THE SHOW “The Great Indoors”

WHEN | WHERE Premieres Thursday at 8:30 p.m. on CBS/2

GRADE C

WHAT IT’S ABOUT Jack (Joel McHale) is a world-class outdoors high-adventure journalist who works for an “Outdoor”-like magazine. When he returns to the home office after roaming the world, a shocker: The staff is now composed of 20-somethings, like techy Clark (Christopher Mintz-Plasse) who have no idea how to report, or any idea what the “outdoors” is. But they do know how to Snapchat. Jack wants to quit, but the editor, Brooke (Susannah Fielding) — also daughter of the now-online magazine’s founder Roland (Stephen Fry) — convinces him to stay to teach the youngsters a thing or two. At least poor Jack has his local bartender, Eddie (Chris Williams), to help him understand these social-media-loving kids.

MY SAY “The Great Indoors” is a Joel McHale series for anyone who has never heard of Joel McHale. Everyone else will want to know who this new Joel McHale is and — yup — what has he done with Joel McHale?

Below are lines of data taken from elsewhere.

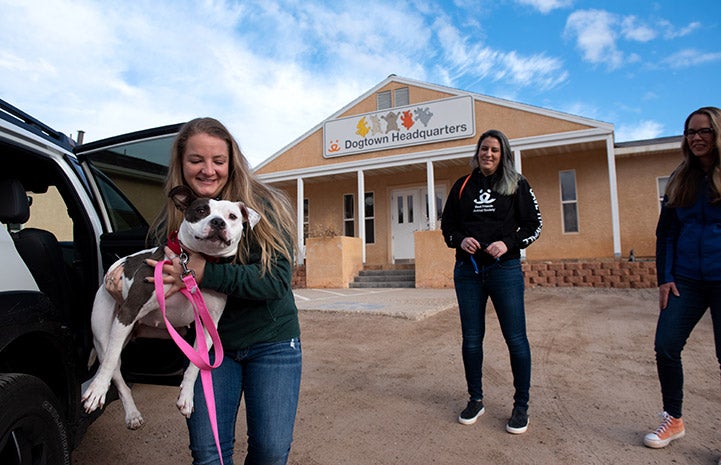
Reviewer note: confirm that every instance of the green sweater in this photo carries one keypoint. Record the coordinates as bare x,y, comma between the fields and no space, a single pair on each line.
260,309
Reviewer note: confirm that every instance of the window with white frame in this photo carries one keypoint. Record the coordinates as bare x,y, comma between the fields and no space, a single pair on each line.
569,201
370,217
383,100
348,215
397,98
661,183
401,97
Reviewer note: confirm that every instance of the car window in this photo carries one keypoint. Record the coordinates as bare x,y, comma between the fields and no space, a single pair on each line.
122,214
137,163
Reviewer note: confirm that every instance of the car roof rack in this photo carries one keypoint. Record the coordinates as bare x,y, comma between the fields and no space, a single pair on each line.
19,118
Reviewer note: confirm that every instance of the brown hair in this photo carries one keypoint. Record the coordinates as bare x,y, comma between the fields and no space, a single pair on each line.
685,179
275,233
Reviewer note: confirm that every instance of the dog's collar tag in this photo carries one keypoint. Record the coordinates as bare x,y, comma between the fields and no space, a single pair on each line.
174,243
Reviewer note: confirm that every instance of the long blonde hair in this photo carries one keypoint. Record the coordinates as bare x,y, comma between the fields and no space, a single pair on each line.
685,179
507,182
275,233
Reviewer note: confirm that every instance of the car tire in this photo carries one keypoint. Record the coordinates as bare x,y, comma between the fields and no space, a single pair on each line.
31,427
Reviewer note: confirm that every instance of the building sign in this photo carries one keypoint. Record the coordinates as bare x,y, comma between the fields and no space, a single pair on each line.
417,124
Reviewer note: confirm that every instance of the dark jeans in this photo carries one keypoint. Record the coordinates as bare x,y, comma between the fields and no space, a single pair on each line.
675,324
503,283
268,375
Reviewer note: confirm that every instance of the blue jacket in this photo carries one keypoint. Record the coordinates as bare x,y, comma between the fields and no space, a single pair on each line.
688,240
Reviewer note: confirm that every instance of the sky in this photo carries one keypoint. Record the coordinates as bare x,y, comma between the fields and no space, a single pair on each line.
271,70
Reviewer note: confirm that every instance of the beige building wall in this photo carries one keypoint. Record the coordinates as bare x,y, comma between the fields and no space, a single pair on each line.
595,236
638,188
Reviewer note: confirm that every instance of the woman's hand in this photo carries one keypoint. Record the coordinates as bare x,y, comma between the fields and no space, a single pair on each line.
496,249
114,283
172,273
663,292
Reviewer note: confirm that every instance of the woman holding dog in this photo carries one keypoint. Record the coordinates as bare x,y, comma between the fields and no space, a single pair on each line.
259,328
688,262
490,215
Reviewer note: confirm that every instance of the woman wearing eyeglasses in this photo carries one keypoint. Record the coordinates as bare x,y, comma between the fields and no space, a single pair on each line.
688,262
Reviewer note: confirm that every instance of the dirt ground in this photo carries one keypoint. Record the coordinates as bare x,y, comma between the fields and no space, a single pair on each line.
386,390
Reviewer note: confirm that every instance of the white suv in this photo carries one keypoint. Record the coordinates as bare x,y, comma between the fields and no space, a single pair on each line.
64,222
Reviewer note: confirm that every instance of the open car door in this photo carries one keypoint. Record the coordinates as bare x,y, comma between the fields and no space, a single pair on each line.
126,174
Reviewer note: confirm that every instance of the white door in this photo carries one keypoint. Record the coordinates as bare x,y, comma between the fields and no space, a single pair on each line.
405,220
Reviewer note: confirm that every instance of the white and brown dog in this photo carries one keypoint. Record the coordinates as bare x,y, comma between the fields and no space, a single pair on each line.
210,227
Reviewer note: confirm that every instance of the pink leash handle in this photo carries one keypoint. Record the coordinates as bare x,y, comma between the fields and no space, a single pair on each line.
201,357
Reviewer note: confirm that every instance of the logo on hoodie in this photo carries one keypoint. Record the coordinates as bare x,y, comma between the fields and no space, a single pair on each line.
484,203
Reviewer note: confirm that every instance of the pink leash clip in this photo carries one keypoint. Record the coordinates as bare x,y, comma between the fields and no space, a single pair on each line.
200,358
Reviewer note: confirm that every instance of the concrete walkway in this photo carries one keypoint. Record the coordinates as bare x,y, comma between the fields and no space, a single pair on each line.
411,304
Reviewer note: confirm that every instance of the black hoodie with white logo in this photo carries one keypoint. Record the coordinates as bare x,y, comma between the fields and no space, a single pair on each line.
474,209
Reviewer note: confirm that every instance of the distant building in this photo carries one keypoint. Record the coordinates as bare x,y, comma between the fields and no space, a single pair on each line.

The transition isn’t just jarring. It’s that jarring, and the consequence of having played a character for five seasons (or six if you care to count the Yahoo! one) on a show, “Community,” that by its very existence disavowed the sort of network factory-line sausage “The Great Indoors” so clearly is.

Not that “Community” or McHale’s Jeff Winger ever made fun of the sausage. They simply refused to acknowledge a world in which shows like this exist. “Community” was the anti-network show. “The Great Indoors” is the anti-anti-network show. We’ll just have to sort out all these “antis” later and deal with it (or him.)

McHale’s challenge would be the same for any actor too good at his previous job, or in his case, jobs — which included hosting “The Soup” for well over a decade on E!. In those, he was the smartest guy in the room, as well as the most embittered, raging, cutting, cynical and funny. Pop culture was his target, or victim.

Now, the alternate universe: As Jack, he’s the not-quite-fogey technophobe who dismisses his social-media-besotted millennial staff as “digital day care,” then (in full fogey) wonders: “What is it with these kids?”

Meanwhile, “The Great Indoors” has also cast a genuine legend in Stephen Fry. At least most U.S. viewers unfamiliar with his work on “Blackadder” (and much else) won’t realize how badly he’s been miscast.

“The Great Indoors” is based on a not-necessarily inaccurate or unfunny idea: That modern-day journalism has so fully conceded the job of reporting to social media influencers that even a magazine devoted to the outdoors never has to venture outdoors. In the pilot, some of the lines even find their mark — assuming the intended mark are sites like BuzzFeed, Digg, Cracked, Reddit, Upworthy and so on. But the millennial jokes quickly grow stale, along with their “what is it with these kids” setups. Next week, Jack learns all about dating apps. Of this episode and these lines, a Winger zinger seems about right: “I can’t think of a better use of my time . . . than being unconscious.”

BOTTOM LINE Joel McHale as a journalist named Jack who makes fun of millennials and their social media habits: What’s wrong with this picture, besides everything?